1982 book by Bernard Lewis

The Muslim Discovery of Europe is a non-fiction book by Bernard Lewis, published by W.W. Norton & Co. in 1982.

The scope of the work goes from Early Muslim conquests in the continent up to the latter part of the 1700s.

Reviewer Muhammad Al-Faruque wrote that how the "Muslim world remained curiously uninterested in their European neighbours" was among the "main themes" of the work.

==Background==

In the 1950s Lewis first published an article with the title "The Muslim Discovery of Europe", which was presented at the 1955 International Congress of Historical Sciences.
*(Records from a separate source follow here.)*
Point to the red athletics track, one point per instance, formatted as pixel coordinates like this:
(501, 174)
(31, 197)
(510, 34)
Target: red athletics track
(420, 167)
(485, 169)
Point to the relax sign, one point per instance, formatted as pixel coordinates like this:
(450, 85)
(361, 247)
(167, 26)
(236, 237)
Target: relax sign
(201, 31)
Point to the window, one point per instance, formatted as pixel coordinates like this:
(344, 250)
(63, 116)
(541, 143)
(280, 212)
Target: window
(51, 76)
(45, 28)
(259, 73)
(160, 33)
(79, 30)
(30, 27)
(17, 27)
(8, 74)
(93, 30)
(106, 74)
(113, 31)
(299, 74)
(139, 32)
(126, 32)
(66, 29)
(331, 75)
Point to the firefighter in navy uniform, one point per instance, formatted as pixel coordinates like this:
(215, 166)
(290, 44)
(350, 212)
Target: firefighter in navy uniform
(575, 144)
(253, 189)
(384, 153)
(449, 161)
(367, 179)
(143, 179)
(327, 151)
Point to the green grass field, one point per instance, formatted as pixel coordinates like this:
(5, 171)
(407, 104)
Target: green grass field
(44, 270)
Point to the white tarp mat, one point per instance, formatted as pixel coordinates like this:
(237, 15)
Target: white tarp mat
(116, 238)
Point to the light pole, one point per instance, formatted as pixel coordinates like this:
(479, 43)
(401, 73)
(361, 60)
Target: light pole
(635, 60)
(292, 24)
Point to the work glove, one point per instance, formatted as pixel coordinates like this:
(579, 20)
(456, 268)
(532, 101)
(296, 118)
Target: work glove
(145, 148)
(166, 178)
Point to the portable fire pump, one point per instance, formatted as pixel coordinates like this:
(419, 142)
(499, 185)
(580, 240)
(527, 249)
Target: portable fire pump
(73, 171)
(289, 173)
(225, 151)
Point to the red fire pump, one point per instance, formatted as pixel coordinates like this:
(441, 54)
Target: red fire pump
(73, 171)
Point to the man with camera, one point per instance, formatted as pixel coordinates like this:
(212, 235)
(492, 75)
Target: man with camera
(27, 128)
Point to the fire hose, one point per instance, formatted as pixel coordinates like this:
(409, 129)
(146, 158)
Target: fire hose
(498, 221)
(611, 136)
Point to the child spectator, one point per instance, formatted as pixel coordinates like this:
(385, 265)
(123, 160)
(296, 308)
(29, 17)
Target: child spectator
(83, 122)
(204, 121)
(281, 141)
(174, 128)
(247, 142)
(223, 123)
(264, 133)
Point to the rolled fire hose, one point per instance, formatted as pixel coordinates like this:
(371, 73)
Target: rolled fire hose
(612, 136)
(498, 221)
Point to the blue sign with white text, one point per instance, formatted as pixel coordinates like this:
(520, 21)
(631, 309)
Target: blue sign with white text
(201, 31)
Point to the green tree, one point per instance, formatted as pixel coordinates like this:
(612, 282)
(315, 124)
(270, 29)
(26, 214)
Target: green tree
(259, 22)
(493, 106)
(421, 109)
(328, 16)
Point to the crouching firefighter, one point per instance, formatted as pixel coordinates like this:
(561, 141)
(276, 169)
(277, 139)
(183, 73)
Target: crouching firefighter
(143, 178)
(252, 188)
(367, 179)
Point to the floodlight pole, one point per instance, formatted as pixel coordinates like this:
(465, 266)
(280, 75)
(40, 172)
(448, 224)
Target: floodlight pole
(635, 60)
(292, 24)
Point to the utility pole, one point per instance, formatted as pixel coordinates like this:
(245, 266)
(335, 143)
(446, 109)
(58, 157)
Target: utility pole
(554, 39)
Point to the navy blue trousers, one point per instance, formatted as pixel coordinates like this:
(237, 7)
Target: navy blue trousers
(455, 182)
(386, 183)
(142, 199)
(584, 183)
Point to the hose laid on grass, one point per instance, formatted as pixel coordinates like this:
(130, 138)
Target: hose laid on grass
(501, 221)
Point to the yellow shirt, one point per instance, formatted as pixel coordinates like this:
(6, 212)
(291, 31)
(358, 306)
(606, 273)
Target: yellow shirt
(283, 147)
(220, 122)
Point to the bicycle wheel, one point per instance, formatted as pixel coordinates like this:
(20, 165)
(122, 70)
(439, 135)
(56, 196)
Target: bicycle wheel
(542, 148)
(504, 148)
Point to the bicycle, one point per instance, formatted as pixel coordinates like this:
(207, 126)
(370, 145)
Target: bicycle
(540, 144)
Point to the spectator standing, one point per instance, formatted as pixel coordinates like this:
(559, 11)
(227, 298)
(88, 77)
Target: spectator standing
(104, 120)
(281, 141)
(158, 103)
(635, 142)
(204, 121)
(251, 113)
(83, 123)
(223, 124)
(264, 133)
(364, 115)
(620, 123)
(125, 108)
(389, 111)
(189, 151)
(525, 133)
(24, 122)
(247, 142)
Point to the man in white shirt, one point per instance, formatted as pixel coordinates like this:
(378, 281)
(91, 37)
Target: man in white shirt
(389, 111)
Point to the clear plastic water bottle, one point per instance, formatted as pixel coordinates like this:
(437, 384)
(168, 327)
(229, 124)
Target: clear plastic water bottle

He gave speeches and wrote articles about this topic.

Thomas D. Goodrich of Indiana University of Pennsylvania wrote that Ottoman material provided "well over" 50% of the sourcing of the content.

==Contents==

Part one describes the Western world-Islam interactions throughout history, and how they were viewed by Muslims. Part two describes how the groups communicated and entities that were go-betweens. Several specialties of this theme are described in the third part. The book does not use chronological order.
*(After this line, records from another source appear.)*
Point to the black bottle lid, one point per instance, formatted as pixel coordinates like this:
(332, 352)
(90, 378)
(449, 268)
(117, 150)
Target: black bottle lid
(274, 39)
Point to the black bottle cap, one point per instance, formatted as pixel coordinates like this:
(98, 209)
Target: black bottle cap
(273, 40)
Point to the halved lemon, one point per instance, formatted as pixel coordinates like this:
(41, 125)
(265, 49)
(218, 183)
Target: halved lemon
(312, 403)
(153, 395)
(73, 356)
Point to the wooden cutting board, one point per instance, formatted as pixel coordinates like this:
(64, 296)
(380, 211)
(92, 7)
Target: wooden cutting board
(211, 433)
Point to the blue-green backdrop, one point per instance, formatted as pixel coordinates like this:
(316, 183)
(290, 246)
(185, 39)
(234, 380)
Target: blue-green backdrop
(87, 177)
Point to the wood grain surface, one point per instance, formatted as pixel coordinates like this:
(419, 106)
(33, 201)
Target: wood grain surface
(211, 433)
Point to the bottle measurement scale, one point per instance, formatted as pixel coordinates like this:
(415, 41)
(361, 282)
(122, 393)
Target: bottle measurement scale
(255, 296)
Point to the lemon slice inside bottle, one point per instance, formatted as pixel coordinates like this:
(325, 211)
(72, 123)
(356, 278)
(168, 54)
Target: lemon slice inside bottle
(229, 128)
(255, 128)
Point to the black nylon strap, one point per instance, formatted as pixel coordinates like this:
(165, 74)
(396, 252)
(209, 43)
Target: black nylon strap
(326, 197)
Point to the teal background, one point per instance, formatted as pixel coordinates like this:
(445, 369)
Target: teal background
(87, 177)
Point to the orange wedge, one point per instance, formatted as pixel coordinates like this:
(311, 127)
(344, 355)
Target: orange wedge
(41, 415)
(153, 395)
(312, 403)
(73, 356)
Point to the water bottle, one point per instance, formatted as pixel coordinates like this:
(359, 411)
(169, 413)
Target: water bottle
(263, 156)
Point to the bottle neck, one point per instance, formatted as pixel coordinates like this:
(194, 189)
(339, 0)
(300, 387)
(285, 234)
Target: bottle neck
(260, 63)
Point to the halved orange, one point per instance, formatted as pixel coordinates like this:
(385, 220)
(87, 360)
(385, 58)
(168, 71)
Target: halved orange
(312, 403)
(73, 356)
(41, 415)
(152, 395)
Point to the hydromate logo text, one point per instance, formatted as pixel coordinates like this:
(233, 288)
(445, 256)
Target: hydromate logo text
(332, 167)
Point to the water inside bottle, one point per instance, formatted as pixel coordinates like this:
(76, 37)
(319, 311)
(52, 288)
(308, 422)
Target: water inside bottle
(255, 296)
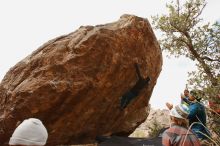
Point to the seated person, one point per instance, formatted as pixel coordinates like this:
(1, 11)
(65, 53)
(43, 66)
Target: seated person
(178, 134)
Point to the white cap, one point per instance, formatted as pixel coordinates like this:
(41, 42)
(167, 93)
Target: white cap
(180, 111)
(29, 132)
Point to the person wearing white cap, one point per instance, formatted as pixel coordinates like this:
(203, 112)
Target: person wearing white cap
(177, 134)
(31, 132)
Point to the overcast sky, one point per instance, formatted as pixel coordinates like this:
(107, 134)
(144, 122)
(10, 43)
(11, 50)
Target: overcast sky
(27, 24)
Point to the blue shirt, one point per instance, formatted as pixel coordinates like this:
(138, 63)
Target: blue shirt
(197, 114)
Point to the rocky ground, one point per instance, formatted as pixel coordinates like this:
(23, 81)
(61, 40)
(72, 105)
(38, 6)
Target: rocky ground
(156, 120)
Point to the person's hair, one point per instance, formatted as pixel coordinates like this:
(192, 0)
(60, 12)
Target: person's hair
(180, 122)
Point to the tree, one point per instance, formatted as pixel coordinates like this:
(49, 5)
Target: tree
(185, 34)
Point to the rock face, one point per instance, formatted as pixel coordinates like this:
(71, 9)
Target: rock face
(73, 83)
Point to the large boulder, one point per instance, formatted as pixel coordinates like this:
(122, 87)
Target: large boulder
(73, 83)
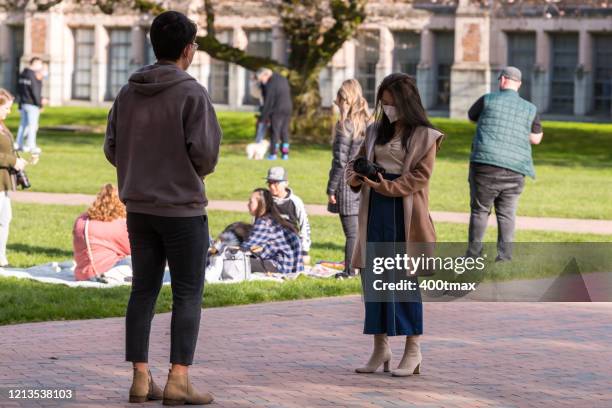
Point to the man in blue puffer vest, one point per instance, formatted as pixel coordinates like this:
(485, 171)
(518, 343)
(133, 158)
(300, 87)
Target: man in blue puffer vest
(507, 125)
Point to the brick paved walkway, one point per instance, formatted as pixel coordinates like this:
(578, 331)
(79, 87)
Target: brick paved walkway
(573, 225)
(302, 353)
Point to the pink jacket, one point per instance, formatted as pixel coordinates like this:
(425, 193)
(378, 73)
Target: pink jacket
(106, 244)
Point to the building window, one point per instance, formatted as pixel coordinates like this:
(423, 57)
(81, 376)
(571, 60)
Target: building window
(521, 54)
(119, 52)
(16, 33)
(602, 63)
(564, 62)
(406, 52)
(367, 52)
(445, 56)
(260, 45)
(84, 40)
(218, 80)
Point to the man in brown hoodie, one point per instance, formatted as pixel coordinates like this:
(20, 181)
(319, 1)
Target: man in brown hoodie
(163, 137)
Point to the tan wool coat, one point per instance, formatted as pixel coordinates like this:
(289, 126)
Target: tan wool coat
(412, 186)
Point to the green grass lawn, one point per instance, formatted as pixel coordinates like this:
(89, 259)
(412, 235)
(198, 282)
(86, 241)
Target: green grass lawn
(573, 165)
(42, 233)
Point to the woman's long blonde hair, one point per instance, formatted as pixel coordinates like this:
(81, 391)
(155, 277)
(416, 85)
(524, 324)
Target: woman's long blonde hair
(357, 111)
(107, 206)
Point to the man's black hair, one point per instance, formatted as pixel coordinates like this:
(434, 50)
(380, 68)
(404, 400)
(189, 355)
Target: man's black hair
(170, 33)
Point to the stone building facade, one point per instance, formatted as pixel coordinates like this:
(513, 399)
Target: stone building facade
(455, 52)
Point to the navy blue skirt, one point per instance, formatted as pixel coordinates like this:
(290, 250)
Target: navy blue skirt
(386, 224)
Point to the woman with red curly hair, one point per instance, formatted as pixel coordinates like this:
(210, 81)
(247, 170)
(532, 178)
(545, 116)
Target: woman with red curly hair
(100, 236)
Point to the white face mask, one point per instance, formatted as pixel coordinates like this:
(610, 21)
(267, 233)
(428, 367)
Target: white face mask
(391, 112)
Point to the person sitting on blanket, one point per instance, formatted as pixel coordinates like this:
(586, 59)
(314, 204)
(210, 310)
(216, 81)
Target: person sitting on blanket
(100, 237)
(273, 241)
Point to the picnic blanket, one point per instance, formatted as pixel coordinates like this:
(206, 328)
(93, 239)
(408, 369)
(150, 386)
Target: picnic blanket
(63, 273)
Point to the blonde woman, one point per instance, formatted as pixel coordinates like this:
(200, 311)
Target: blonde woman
(395, 209)
(9, 162)
(348, 136)
(100, 236)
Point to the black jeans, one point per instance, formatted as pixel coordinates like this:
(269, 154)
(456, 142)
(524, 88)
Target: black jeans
(183, 242)
(349, 226)
(492, 186)
(279, 127)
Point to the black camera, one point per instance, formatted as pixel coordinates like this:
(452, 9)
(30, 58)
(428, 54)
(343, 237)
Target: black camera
(21, 179)
(366, 168)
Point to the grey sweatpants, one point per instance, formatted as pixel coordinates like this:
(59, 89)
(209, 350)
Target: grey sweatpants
(492, 186)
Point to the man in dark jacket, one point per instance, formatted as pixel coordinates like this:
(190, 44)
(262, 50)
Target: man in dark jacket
(163, 137)
(507, 125)
(277, 110)
(29, 97)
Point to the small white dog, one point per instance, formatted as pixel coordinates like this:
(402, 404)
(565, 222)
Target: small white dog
(258, 151)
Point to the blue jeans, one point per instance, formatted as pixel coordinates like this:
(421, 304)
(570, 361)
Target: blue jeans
(28, 126)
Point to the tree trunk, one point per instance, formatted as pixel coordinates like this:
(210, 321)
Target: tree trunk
(310, 122)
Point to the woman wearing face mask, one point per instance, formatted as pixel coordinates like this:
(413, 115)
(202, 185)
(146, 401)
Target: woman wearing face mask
(394, 209)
The book includes content that was originally in Arabic, Ottoman Turkish, and Persian. Muhammad Al-Faruque described portions of this content as "little known and not very accessible".

The book does not describe interactions between the West and Islam in South Asia and Southeast Asia, and it does not have translations of content from other languages.

Some of the material was previously published as chapters of other publications.

==Reception==

Al-Faruque stated that the work is "informative, lucid and demonstrates the breadth of [the author's] knowledge" According to Al-Faruque, there were some "editorial problems", citing what he stated was lack of integration of some previously standalone content.

Charles Fraser Beckingham wrote that the work is "lucid, eminently readable, elegantly, at times wittily, written, well-informed, and cautious in judgment."

T. B. Irving criticized the book for, in his words, "insulting and irritating language".

Richard W. Bulliet stated that the work should be studied together with Islam and the West and that it is "impressive and useful as a contribution to knowledge in a hitherto little explored area." However, Bulliet also argued that the "tenor" is "derisive and condescending towards Muslims to such an extent that the book's analytical value is seriously undermined".

Kirkus Reviews stated that the work is "vulnerable" to the same critiques regarding "assumptions about the inferiority of Islam" as are Lewis' previous works. The Kirkus review stated that the main idea does not address why different groups of people in the Islamic world reacted differently to Western cultural influences.